01 mars 2007

Coucou

    Elle attend, un peu à l’écart, adossée à un réverbère. Autour d’elle, ça crie et ça pousse, ça se met sur la pointe des pieds et ça boit de la bière dans des verres en carton (avec une paille). Elle observe la foule impatiente et ses yeux exorbités, qui sont prêts à dévorer n’importe quoi pourvu que la chose soit annoncée à l’avance et capable d’être retransmise sur les ondes en prime time.
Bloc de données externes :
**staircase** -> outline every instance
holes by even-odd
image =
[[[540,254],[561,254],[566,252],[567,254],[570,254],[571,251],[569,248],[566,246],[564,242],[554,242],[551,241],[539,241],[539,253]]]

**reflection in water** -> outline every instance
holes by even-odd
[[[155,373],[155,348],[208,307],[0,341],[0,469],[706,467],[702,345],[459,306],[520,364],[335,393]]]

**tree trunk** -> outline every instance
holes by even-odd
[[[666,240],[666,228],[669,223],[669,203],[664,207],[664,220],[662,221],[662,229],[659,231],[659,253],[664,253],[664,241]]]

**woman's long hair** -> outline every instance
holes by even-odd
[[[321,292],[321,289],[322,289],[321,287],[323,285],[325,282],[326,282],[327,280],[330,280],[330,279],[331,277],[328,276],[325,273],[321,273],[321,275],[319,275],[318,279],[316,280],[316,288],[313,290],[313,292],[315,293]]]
    Des hélicoptères surplombent déjà la masse grouillante, on aperçoit au loin la camionnette des secours, au cas où : Il y a toujours dans les parages une bonne femme enceinte à terme qui veut faire sa maligne. Ou un vieillard qui en a vu d’autres. Tout le monde cherche à voir rien du tout. Dans l’attente du spectacle. Aujourd’hui, c’est un type qui a fabriqué son propre planeur, et il a décidé de réaliser sa première envolée sur une estrade construite en longueur, qui s’arrête juste sous l’Arc de Triomphe. Sûr de lui le mec. Tf1 va adorer : l’estrade fait quand même cinq bons mètres en hauteur.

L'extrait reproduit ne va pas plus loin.